Chassis no. U14GLN63112. Sea Pine Green with Whimbledon white hardtop over white vinyl interior. 302-ci, 154-hp V-8, 3-speed manual. Three-inch lift, Hurst shifter, custom alloy wheels, chrome bumpers.

Evaluation: The half-cab U14 Bronco is highly sought for its rugged honesty and simplicity. This one had the full-disassembly-restoration treatment, with bedliner and “Chassis Saver black” on the frame and suspension. The 3-inch lift and aftermarket wheels are modest and are about as close to stock as can be expected of a restored Bronco U14 with a restoration that’s thorough, in a purely utilitarian Bronco sense.

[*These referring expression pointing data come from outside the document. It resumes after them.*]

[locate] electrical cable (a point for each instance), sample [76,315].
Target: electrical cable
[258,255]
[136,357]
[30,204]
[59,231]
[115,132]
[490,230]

Bottom Line: Timing matters. This Bronco crossing the block early, during the first day of the auction, and thus missed the hype that the charity sale of the new Bronco generated. It brought a moderate, even realistic, price, at least relative to the examples that followed it. A sound value by 2021 standards.


  • chrlsful says:

    like to see comparisons w/when they last reached their hight (#1) in sales last Winter (2019/20). I followed to the crash (#23 when Cherokee took over) in the Spring (2020). Have not followed since, wonder what 2021 has brought now the re-issue is out?

  • Thomas Tisthammer says:

    Any info on the demographics of the buyers?